Pew found that nearly one-fifth of adults surveyed said they had watched a video that did not come from a news outlet or the candidates’ campaigns, indicating an increasing influence of user-generated content in the political discourse.
Steve Grove, who heads YouTube’s news and politics division, has cited 2006 as the birth of YouTube politics, also known as gotcha politics. That year, a video shot with a cell-phone camera helped torpedo Virginia Sen. George Allen’s reelection bid when he mocked an opponent’s staffer at a campaign rally, invoking the racially charged epithet “Macaca.”
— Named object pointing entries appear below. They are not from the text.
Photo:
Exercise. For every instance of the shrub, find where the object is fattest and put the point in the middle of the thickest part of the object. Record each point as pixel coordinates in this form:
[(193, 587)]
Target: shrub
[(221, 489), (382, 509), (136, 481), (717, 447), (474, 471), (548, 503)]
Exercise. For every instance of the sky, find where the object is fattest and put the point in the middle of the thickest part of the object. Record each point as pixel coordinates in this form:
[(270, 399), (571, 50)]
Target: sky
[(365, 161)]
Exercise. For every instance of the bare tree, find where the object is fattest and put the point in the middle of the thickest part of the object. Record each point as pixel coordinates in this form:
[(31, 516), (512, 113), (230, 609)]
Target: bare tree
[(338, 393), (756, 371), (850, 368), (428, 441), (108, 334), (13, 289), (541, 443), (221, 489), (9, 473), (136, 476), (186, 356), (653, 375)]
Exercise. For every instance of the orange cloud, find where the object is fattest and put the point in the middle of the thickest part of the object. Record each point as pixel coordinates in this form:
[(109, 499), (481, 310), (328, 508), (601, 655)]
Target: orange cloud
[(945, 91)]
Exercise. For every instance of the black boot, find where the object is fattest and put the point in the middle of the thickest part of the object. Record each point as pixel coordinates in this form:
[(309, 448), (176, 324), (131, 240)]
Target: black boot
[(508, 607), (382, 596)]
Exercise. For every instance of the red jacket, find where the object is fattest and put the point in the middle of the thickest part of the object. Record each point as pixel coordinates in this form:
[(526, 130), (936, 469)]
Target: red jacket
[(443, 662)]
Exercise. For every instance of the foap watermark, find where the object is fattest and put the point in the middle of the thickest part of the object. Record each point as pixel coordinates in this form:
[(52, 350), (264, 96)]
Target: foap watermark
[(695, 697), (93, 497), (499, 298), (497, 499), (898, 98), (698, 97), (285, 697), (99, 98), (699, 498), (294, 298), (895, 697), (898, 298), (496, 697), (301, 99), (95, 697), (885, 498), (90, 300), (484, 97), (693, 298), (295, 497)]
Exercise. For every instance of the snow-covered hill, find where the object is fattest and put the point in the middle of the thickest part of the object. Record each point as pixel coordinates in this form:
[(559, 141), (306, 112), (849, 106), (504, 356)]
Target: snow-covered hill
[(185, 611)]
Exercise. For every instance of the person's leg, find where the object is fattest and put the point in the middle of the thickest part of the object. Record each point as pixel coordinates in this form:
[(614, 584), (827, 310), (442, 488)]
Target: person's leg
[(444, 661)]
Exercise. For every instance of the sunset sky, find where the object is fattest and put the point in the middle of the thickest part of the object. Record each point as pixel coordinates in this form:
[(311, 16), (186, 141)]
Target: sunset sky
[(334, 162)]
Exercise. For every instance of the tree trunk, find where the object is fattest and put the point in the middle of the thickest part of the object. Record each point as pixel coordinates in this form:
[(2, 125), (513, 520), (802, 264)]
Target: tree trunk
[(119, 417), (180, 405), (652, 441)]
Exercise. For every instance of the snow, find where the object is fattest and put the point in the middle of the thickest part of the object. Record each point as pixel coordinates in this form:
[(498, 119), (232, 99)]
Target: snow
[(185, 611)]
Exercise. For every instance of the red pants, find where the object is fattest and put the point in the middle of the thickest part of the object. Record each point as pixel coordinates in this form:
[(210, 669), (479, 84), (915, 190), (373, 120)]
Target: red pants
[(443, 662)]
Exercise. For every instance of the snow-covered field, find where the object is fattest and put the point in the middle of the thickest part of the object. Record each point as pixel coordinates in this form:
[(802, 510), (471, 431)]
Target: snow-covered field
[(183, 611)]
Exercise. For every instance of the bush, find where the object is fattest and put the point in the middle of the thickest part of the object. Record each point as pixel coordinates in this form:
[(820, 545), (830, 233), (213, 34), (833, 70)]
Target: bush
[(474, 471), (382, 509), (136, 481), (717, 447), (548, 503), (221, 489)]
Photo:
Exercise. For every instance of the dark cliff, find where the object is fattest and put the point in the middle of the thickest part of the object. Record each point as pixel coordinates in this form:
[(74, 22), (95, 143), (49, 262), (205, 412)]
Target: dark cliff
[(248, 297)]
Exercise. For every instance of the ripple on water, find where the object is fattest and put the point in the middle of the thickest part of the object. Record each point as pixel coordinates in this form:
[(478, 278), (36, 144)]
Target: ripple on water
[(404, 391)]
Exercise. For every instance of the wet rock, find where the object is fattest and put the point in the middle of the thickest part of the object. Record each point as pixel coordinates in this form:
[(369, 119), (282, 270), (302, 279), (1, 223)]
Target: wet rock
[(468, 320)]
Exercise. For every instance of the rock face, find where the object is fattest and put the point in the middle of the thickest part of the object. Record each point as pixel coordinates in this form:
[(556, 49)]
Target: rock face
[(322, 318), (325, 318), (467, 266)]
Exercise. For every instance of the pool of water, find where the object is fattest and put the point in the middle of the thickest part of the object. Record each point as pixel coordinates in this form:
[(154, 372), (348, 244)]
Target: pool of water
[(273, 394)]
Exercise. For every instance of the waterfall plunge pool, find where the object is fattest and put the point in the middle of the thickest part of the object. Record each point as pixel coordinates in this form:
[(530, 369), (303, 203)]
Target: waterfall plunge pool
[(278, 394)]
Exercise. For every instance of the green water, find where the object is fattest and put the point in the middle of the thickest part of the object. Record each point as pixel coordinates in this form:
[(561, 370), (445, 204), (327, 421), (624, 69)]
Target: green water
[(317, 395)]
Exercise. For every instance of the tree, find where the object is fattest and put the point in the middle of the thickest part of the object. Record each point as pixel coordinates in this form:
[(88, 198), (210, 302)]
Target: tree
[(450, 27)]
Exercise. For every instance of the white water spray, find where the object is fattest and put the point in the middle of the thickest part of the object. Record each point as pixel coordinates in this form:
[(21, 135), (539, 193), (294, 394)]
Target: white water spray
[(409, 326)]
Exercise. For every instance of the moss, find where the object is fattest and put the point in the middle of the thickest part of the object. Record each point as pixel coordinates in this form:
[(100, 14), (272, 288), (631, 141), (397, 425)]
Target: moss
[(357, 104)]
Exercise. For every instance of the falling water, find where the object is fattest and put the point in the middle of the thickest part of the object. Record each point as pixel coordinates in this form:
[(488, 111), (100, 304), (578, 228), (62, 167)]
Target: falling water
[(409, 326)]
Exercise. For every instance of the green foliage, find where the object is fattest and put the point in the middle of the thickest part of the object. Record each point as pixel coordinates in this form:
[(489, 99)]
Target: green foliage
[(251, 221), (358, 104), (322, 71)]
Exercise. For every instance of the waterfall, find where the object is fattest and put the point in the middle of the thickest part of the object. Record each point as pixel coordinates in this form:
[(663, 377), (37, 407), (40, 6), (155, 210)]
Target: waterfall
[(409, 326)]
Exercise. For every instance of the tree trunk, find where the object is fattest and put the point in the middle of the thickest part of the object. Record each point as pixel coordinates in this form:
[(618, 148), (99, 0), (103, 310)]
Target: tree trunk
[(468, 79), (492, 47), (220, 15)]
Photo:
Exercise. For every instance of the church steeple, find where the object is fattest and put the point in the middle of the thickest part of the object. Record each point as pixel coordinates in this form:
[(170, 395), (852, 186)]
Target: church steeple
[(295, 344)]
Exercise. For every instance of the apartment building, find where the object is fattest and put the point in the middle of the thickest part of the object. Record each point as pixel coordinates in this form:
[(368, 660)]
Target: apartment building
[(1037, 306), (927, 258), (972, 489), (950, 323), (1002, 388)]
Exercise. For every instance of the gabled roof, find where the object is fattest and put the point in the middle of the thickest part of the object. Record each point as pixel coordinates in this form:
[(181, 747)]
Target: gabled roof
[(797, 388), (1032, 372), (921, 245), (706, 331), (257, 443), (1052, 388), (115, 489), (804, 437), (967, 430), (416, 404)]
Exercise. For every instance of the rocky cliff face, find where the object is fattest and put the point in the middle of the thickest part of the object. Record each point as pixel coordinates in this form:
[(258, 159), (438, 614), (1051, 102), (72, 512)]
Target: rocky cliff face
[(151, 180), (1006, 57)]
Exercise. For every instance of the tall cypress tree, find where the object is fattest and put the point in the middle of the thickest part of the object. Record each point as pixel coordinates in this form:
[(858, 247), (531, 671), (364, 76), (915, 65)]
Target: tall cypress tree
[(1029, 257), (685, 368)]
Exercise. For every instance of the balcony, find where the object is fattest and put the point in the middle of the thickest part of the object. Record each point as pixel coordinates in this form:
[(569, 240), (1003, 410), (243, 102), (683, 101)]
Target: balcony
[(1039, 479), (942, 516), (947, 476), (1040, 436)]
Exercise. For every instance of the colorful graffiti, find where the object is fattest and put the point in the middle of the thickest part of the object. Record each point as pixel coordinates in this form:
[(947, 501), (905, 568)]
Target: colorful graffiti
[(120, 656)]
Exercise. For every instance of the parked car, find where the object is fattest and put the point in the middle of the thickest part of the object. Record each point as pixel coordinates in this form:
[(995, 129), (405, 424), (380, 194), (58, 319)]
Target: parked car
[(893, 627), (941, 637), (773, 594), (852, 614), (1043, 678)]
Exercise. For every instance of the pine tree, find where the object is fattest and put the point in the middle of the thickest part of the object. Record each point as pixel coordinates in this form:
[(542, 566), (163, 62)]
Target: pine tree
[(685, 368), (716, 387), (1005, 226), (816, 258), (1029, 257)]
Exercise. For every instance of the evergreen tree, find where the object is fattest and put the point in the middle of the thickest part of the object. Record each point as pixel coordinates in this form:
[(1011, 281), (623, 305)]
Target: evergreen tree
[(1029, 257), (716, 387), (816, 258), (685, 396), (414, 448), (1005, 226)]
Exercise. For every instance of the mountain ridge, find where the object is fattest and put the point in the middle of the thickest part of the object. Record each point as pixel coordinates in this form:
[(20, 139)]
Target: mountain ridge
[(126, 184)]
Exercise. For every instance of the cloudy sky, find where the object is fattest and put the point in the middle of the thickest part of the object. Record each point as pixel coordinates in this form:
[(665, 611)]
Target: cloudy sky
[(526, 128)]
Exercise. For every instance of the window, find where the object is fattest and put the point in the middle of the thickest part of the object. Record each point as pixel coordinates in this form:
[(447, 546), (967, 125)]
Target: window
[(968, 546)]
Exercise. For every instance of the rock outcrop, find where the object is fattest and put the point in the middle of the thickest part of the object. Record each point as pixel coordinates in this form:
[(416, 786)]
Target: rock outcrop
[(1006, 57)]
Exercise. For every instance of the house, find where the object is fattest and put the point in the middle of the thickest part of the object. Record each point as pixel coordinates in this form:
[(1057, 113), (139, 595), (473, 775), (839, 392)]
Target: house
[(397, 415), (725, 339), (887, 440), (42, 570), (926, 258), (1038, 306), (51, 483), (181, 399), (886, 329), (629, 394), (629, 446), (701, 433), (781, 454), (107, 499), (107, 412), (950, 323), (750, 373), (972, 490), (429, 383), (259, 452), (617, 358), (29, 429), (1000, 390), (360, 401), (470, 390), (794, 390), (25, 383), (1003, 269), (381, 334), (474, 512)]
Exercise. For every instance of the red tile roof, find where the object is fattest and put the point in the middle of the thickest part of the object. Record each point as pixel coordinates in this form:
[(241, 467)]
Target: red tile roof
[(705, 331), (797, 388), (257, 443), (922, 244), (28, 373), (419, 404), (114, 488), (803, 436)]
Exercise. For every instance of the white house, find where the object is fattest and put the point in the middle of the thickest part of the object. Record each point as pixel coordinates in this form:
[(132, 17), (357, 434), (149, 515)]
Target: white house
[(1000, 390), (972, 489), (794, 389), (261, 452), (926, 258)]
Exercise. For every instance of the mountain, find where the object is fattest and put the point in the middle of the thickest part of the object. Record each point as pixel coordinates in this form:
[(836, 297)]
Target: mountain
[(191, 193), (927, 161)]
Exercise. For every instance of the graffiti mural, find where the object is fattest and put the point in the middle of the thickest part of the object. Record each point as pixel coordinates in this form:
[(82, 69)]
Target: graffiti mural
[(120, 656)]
The video slingshotted around YouTube, Allen’s comfortable lead in the polls disappeared and he ultimately lost the election. Grove believes that the “Macaca moment” was when politicians at large took notice that the participatory Web was too powerful to ignore.
The Pew study found that the social networks are still a relative sideshow in the political arena. All of the major candidates in the primaries had profile pages on MySpace and Facebook, but just 10 percent of those surveyed said that they use those type of sites to learn about the campaign or take any political action. The researchers noted that that segment heavily skews young.
The candidates are increasingly looking to the Web as a vehicle for raising funds, a strategy at which Obama proved especially adept. Though the number of people who said they had contributed to a campaign online tripled since 2004, that portion stands at just 6 percent of adults, Pew found.
Pew also found that lowered entry barriers to the political conversation has had some negative consequences. Sixty percent of the respondents said they agreed with the statement, “The Internet is full of misinformation and propaganda that too many voters believe is accurate.”
Responding to some of the more sensational mistruths that have been floating around on the Web, Obama last week launched the site Fight the Smears in an attempt to debunk misconceptions about him.
As a result, the site aims to display “smears” alongside “truths,” taking aim at slow-to-die rumors about his identity and loyalties. Directly beneath the charge that Obama refuses to take the pledge of allegiance, for instance, is a link to view a video of him leading the pledge in the U.S. Senate.